# Altered behavior when teething?



## redrover (Mar 17, 2011)

Hi all. Jasper seems to be teething. I say "seems" because he's only 3 months old--is that a bit young? Or did others experience their puppy teething early? Every puppy is different, after all. I noticed some flecks of blood on his toys this morning, and he's also really started to settle down and start gnawing his toys to death.
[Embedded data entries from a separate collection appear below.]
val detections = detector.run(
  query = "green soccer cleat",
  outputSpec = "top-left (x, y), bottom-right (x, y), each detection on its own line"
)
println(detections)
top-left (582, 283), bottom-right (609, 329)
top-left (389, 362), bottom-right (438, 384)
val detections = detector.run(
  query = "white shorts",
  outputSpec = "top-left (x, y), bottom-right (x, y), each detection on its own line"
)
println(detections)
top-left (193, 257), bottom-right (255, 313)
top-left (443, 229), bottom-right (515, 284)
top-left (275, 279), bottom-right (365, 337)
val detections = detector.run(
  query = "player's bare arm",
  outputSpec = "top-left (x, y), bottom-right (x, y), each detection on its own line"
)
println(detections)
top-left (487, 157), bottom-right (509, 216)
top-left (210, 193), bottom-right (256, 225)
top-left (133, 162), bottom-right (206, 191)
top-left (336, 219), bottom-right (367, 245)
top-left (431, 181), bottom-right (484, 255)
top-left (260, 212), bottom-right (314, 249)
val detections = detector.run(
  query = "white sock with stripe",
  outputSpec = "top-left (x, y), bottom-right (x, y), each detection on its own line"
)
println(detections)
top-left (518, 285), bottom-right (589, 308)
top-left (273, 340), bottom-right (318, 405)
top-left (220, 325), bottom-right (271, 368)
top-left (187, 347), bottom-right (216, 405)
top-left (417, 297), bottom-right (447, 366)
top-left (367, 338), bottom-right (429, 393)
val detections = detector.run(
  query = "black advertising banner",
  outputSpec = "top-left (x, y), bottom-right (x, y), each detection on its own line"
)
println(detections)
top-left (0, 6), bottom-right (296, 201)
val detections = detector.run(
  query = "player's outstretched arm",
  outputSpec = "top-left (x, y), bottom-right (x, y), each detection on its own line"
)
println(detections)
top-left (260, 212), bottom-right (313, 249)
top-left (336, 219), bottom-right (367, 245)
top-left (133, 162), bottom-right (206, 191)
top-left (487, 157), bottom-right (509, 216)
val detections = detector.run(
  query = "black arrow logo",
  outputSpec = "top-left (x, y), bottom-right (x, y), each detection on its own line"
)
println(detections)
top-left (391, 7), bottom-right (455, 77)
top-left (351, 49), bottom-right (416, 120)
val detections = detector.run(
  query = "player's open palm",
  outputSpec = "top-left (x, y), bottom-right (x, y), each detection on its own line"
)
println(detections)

I just wondered if any of you noticed different behavior when your dogs were teething. Lately his appetite has been down and he's actually been a touch constipated. Last night he also had an accident in the middle of the night, and he's never had an accident during bedtime since he came home. He's been sleeping through the night for about 2.5 weeks now, so I didn't even think to get up in the middle of the night to let him out. Plus he's not a whiner. 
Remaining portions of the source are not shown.